Еще год или даже месяц назад я бы написал, что доктор Свободзичка пил, как Консул, совсем еще недавно я бы привел такое сравнение, но сейчас, отчетливо осознав, что литературе пришел конец, сейчас истины ради я отказываюсь от этой эффектной конъюнкции. По сравнению с доктором Свободзичкой Консул — бледный литературный образ (что неудивительно: первый — существо из плоти и крови, второй — бесплотный продукт вымысла); если же говорить об уровне профессионализма, то Консул рядом со Свободзичкой все равно что хмелеющий от бокала вина гимназист рядом с Консулом. Доктор пил горькую, то есть убивал себя, убивал неутомимо и систематически и, видимо, поэтому самоубийц ненавидел и презирал. Его самоуничтожение было деловитым, методичным и гармоническим, они же кончали с собой внезапно, небрежно, неряшливо, пренебрегая поэтическими канонами. Да, при докторе Свободзичке вислинским самоубийцам приходилось несладко. Страшные проклятия обрушивались на их удавленные головы, доктор грубо вскрывал трупы, осыпая стынущие тела бранью и оскорблениями; проводя, например, пальцем по синей полосе на шее молодого Ойермаха, он приговаривал:
— Повезло тебе, малый, повезло, что помер, иначе бы я тебя придушил.
Возле головы покойника сидел черный волкодав и бил хвостом, разметая ноздреватый февральский снег; остатки пенистого пива капали у него из пасти.
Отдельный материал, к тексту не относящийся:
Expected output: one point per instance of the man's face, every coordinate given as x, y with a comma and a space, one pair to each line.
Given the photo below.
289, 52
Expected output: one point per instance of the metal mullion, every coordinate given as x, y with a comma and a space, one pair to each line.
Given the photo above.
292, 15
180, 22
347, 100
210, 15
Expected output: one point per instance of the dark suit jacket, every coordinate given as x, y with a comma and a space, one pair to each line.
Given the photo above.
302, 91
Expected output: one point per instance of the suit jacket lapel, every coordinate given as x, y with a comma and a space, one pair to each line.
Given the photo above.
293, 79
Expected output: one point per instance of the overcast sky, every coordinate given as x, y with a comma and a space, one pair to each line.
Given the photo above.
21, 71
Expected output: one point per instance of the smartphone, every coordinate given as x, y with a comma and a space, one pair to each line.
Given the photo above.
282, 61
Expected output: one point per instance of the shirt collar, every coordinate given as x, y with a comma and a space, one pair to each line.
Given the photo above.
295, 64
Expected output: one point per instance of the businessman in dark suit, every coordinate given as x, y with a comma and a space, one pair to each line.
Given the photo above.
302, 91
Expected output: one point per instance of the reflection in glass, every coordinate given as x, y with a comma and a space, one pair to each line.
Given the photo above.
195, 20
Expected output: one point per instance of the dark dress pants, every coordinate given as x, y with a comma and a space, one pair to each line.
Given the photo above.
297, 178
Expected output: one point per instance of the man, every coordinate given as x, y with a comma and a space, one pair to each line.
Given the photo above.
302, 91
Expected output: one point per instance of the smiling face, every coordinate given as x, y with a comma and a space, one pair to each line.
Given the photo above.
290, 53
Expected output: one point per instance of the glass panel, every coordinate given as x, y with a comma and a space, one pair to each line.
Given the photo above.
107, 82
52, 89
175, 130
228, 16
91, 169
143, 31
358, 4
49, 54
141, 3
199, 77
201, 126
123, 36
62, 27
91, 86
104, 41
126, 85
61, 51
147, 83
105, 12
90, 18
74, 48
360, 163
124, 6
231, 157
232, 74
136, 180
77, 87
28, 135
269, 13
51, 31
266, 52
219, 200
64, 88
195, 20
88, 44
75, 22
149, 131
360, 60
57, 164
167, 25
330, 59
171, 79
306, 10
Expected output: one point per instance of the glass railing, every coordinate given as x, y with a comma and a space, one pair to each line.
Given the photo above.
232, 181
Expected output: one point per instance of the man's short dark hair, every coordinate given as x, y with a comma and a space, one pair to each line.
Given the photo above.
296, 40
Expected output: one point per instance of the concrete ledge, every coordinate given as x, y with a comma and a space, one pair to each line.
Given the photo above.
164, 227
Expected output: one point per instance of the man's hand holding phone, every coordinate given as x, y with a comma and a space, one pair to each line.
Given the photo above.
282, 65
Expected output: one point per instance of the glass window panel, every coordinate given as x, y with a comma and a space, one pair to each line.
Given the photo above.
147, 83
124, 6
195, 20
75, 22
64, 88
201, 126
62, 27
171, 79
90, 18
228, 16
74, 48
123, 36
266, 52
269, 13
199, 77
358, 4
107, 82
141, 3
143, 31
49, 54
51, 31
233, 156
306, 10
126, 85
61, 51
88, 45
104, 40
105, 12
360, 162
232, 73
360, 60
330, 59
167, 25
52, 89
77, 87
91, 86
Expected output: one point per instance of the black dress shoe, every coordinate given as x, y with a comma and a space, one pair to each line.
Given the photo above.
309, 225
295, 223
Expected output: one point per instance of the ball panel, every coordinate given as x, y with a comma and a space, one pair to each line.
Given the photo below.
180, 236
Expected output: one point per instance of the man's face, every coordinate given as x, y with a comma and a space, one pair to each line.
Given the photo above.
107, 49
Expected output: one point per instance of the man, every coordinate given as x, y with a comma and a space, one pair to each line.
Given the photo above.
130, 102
Доктор Свободзичка неутомимо шагал по извилистой тропе к недосягаемой вершине, пребывая во хмелю двадцать четыре часа в сутки. Он поглощал гектолитры чистого спирта, был великим знатоком местного самогона — густого, темного и горючего, как керосин, мог побиться об заклад, что выживет, выпив за вечер шесть бутылок пасхальной сливовицы, и запросто выигрывал: не только оставался жив, но и самостоятельно, хотя с чрезмерной величавостью поднимался со стула. Нахлебавшийся пива черный волкодав вылезал из-под дубового стола и нетвердым шагом следовал за хозяином.
Каковы были ночи и утра доктора, мне нетрудно представить: страшные, невыносимые кошмары, слишком громкие голоса, слишком осязаемые призраки. Ни принять, ни стерпеть, ни утопить в вине эту дикую орду, конечно же, было невозможно — и доктор Свободзичка, видя, что его мучениям поистине гомеровского масштаба нет конца, и осознавая свое бессилие, в отчаянии прибегал к крайней мере. А именно: обращался к морфию и поступал так ради усмирения боли (а не ради умножения опыта, ясное дело), хотя прекрасно знал, что если после первого укола все страдания (так, по крайней мере, покажется) как рукой снимет, то этот первый укол спустя короткое время, через минуту, а по правде говоря, моментально потребует второго укола, а после второй дозы, самое позднее после третьей начнутся кошмары еще более страшные, зазвучат голоса еще более оглушительные, осязаемые призраки подступят еще ближе. Доктору Свободзичке известно было, как действует простой, но беспощадный механизм отключения сознания, он был превосходным врачом и не сомневался, что справится, — однажды он именно об этом (что справится) побился об заклад сам с собою и… проиграл.